Hasil uji akurasi kali ini didapatlah user accuracy objek vegetasi sebesar 70%, objek
pemukiman sebesar 80%, objek jalan sebesar 80% dan air sebesar 0%, hasil producer
accuracy pada objek vegetasi sebesar 43,75%, pemukiman sebesar 57,14%, objek jalan
sebesar 80% dan air sebesar 0%, hasil untuk overall accuracy yaitu sebesar 57,5%. Untuk
objek air 0% hal ini disebabkan karena adanya proses majority, dimana objek yang belom
terklasifikasi masuk kedalam objek yang terklasifikasi didekat objek tersebut, dan
kebanyakan objek air saat di lapangan itu merupakan lahan vegetasi. Objek vegetasi pada
saat klasifikasi citra ternyata di lapangan terdapat 2 termasuk objek pemukiman dan 1
sebagai objek jalan, dan begitu juga untuk objek yang lainnya, hal ini terjadi karena
perubahan penggunaan lahan setelah pemotretan area tersebut oleh satelit.
BAB V
KESIMPULAN
Kesimpulan pada praktikum ini ialah sebagai berikut :
1. Dalam mengubah raster to vektor pada software ENVI, format vektor tetap
EVF, diubah terlebih dahulu ke Shapefile pada software ENVI agar bisa di
import ke dalam software ArcGIS.
2. Uji akurasi bertujuan untuk memastikan hasil klasifikasi citra yang dilakukan
pada software ENVI sama atau berbeda dengan yang ada di lapangan.

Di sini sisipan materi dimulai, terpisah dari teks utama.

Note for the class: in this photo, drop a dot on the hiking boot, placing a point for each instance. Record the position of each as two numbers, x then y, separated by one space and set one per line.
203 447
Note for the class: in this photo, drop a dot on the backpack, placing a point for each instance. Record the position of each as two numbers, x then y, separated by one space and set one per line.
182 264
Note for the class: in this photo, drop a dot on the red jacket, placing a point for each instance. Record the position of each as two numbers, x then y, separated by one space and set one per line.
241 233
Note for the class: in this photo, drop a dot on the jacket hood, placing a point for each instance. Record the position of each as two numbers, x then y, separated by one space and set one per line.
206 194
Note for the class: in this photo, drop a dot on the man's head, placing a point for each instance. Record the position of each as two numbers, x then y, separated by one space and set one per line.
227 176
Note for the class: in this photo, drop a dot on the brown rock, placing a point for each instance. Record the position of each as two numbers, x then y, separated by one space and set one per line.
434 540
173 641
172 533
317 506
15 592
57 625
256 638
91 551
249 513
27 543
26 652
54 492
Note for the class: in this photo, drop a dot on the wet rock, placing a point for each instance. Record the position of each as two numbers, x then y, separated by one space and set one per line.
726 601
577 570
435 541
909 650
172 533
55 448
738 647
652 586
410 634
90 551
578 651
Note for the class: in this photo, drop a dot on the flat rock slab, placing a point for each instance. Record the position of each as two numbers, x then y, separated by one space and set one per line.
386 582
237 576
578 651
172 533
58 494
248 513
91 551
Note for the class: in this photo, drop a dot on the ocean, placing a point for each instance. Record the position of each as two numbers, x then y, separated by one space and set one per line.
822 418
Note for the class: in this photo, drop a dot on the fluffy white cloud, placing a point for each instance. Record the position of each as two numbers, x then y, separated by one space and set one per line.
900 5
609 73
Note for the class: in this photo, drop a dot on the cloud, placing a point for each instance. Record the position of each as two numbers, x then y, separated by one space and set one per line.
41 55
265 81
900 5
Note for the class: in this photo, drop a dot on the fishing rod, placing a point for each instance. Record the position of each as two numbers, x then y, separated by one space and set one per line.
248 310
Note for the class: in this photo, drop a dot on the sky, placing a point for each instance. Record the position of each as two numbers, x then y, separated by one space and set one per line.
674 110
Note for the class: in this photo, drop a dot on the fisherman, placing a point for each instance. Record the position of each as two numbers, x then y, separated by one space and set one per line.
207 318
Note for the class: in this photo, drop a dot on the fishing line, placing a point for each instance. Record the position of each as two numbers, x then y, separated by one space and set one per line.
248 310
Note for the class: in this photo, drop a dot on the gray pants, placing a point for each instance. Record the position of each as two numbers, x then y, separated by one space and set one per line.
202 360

3. Pada saat uji akurasi citra yang sudah terklasifikasi berbeda di lapangan, hal ini
terjadi karena perubahan dari penggunaan lahan setelah pengambilan gambar
pada satelit.
4. Producer accuracy merupakan akurasi yang dilihat dari sisi penghasil peta,
sedangkan user accuracy merupakan akurasi yang dilihat dari sisi pengguna
petanya.
DAFTAR PUSTAKA
Permana, A. (2014). Klasifikasi Citra. Yogyakarta: Universitas Gajah Mada.
Ika Noviatul, A. P. (2016, 07 23). Retrieved from Academia:
Sutanto, 2013, Metode Penelitian Penginderaan Jauh, Penerbit Ombak, Yogyakarta.

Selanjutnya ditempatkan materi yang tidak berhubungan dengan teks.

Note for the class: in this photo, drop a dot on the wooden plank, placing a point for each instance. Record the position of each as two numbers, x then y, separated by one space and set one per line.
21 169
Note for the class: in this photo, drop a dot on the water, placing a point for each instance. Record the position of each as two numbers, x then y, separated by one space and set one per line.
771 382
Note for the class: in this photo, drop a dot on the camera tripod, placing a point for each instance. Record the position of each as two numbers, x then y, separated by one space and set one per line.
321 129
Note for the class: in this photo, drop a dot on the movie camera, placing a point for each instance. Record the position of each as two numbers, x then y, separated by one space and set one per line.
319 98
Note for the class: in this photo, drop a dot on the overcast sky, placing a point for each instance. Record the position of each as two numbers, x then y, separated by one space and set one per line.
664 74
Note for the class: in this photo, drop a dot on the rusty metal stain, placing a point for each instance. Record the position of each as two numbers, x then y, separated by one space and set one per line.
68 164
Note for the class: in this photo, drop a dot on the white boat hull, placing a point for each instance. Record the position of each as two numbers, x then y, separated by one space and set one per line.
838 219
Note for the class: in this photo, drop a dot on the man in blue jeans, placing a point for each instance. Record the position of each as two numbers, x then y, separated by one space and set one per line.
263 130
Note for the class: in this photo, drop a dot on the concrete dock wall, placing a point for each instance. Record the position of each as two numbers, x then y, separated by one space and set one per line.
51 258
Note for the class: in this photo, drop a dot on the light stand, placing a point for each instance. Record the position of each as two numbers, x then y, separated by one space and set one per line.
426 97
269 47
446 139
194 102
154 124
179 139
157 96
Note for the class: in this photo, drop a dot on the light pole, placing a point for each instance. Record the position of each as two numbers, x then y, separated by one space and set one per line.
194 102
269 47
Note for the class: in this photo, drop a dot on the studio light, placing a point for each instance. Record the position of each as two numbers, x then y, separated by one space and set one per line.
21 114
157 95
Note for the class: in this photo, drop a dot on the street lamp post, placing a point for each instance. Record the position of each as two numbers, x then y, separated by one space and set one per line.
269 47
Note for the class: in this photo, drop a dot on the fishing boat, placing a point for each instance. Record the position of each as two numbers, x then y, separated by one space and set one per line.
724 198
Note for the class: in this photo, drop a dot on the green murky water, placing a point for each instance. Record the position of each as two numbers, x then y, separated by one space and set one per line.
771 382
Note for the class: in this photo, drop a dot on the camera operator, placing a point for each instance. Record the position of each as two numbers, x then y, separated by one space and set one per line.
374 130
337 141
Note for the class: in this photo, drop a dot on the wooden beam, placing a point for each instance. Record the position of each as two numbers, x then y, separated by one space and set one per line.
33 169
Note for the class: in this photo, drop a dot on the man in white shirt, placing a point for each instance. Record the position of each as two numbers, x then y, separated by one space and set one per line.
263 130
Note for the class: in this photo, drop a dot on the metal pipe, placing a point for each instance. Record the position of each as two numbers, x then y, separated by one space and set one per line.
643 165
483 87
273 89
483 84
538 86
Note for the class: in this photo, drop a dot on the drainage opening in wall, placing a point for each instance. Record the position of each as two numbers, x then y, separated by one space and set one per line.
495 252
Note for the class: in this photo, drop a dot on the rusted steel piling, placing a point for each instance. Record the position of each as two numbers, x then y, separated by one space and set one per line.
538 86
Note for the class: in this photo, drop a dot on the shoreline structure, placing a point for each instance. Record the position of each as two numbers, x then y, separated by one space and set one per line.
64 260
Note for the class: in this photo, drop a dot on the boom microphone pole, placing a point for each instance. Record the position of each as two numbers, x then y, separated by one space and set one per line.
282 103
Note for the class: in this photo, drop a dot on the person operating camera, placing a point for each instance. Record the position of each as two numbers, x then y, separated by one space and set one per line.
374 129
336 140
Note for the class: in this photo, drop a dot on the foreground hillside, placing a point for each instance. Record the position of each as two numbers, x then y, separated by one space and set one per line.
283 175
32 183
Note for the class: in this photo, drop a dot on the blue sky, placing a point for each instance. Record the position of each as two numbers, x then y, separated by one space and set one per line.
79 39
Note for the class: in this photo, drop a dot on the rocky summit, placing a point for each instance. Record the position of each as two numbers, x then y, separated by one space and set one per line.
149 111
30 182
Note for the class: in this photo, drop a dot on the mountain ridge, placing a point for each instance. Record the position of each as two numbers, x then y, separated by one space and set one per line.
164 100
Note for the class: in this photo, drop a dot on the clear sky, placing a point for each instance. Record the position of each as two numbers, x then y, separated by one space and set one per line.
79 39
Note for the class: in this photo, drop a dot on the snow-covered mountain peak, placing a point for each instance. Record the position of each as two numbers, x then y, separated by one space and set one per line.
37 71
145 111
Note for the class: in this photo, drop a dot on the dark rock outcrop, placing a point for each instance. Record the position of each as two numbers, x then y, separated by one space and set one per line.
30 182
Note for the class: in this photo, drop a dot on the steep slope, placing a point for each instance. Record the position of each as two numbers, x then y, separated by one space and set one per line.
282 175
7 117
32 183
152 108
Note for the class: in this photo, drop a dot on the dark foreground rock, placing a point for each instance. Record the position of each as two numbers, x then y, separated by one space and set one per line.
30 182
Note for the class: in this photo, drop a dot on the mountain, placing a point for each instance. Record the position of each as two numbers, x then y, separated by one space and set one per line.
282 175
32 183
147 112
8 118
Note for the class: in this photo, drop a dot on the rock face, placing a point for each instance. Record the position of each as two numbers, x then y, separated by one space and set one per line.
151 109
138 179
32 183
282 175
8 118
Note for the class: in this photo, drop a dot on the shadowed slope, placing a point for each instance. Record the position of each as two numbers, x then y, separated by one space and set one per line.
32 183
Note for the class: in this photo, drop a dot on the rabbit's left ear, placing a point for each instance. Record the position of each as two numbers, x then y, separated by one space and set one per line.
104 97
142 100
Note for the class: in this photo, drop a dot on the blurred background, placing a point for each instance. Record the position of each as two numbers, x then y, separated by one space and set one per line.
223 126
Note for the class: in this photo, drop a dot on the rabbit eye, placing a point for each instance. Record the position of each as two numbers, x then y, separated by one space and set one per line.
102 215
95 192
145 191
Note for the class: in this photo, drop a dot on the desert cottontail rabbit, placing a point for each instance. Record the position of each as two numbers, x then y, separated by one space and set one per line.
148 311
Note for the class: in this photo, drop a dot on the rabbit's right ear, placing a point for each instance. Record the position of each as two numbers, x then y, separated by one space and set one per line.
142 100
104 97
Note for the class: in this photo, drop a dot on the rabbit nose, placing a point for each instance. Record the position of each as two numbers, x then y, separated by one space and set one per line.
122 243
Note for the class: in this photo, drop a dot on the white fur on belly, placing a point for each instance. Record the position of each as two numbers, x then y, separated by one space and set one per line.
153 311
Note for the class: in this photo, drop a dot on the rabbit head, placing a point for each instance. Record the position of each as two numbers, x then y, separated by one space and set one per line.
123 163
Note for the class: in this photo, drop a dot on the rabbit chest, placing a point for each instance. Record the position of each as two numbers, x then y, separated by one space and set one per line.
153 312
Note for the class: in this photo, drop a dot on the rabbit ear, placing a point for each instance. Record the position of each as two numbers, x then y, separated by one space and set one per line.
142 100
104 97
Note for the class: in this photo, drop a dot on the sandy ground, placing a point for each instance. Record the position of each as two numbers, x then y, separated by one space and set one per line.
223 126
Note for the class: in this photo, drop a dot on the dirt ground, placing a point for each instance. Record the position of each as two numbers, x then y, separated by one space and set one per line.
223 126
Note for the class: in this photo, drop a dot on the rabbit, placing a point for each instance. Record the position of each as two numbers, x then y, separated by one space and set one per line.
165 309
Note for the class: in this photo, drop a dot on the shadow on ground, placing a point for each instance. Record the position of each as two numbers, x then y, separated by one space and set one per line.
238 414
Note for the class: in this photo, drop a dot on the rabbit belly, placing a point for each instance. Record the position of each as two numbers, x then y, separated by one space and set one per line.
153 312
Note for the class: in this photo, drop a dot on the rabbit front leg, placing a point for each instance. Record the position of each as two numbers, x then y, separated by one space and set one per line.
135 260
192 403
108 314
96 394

Ahmad A. 2012. Analysis of maximum likelihood classification on multispectral data. Applied
Mathematical Sciences, 6(129): 6425–6436.
Lillesand, T.M., Kiefer, R.W., and Chipman, J., 2008, Remote Sensing and Image
Interpretation, Sixth Edition, John Wiley and Sons, Inc.
Indarto. 2013. Teori dan Praktek Penginderaan Jauh. Yogyakarta: Penerbit Andi.